Jim wrote a letter to go with the bottle and told her he found it in a market somewhere in London and thought she simply had to have it.

Jim, as always, was right.

Sarah loved it.

However it could have been the most hideous piece of bric-a-brac on earth and Sarah would still have loved it.

She set it, pride of place, on the chest in the dining room.

Every time she cleaned, she’d carefully dust the beautiful, exotic, fragile bottle.

And she’d think of Jim.

And she’d hope he was all right and that soon, he’d come home.

* * * * *

December 1945

The war was over and a lot of the boys were home.

Not Jim.

Sarah waited but no word.

She phoned, still no word.

She wrote and no word.

She visited the War Office.

No word.

Jim, she feared, was gone.

She cried as she dusted the bottle, his last present to her, the last thing that he touched that she would also touch. Sarah had lost weight, her eyes were sunken in her head and deep, dark circles had moved in to stay underneath them.

Three year old Rebecca played on the floor in the dining room as blindly and not as carefully as normal, Sarah dusted the bottle. She rubbed it frantically, maybe a little madly, almost like she wanted to rub the colour right off of it.

The dust rag fell out of her hand and she didn’t notice it. She just kept rubbing the bottle with her hands, her fingers, rub, rub, rubbing it. She thought a little hysterically that she might just rub it forever.

The stopper fell out and she didn’t even notice.

Rebecca, seeing the pretty stopper, toddled over, grabbed it and immediately put it in her mouth.

But Sarah didn’t notice her daughter, she just kept rubbing.

And then she stopped rubbing because in a grand poof of grape and turquoise-coloured smoke that shot out of the neck of the bottle, a shape had formed.

The shape was a fat, jolly-looking man, wearing a grape-coloured fez with a little, turquoise tassel on the top. He had a bizarre outfit of turquoise and grape with an embroidered grape bolero vest and billowy turquoise trousers. The trousers ended in purple shoes that had little curls at the pointed toes. He had long gold bands affixed to his wrists that went up his forearms heavily embedded with blue and purple jewels and thick, gold hoops dangled from his ears. He had a shock of jet black hair and a jet black goatee pointed arrogantly from his chin. He had sparkly brown eyes that tilted up at the corners and looked like they were lined in black kohl.
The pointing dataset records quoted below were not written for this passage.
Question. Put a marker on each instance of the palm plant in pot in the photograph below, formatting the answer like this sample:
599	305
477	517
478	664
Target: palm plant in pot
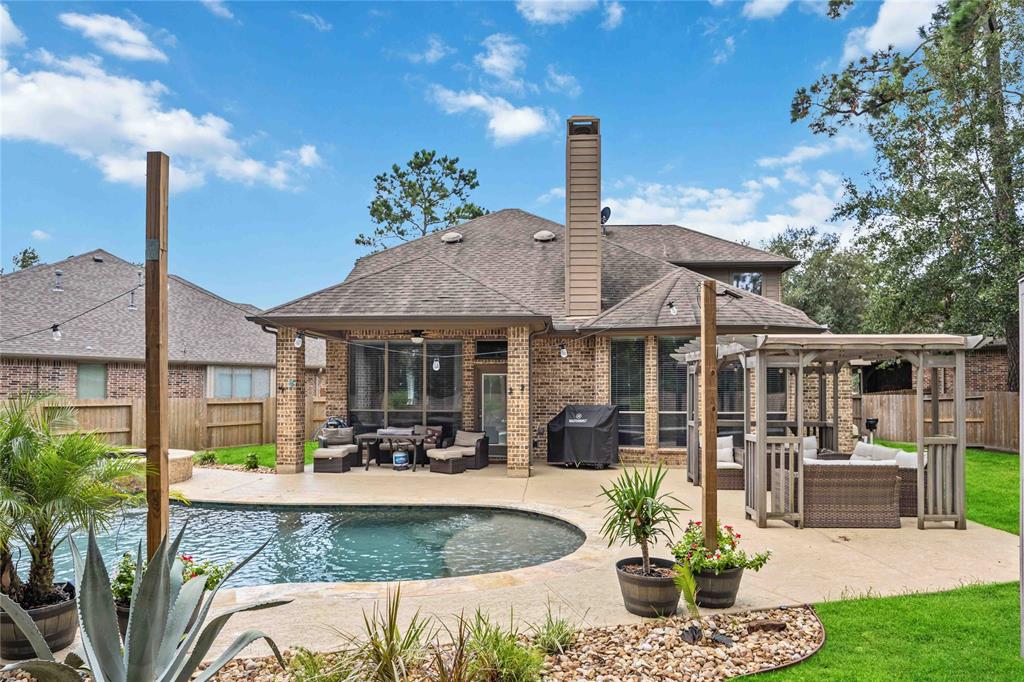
53	483
638	513
717	572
He floated in the air, his arms and legs crossed, and he stared down at her from his place about two feet below the ceiling.

Sarah thought she’d finally gone mad. Perhaps she should have worried about Jim the minute that awful telegram came. Perhaps she should have quit wishing and hoping and thinking everything would be okay for Jim, for Rebecca and lastly, for Sarah. Maybe she should have come to terms with losing her dearest Jim, being alone, sleeping alone, eating alone and raising a child by herself on her own, single, teacher’s salary. Maybe, since she didn’t, it all crept over her through the years and made her insane.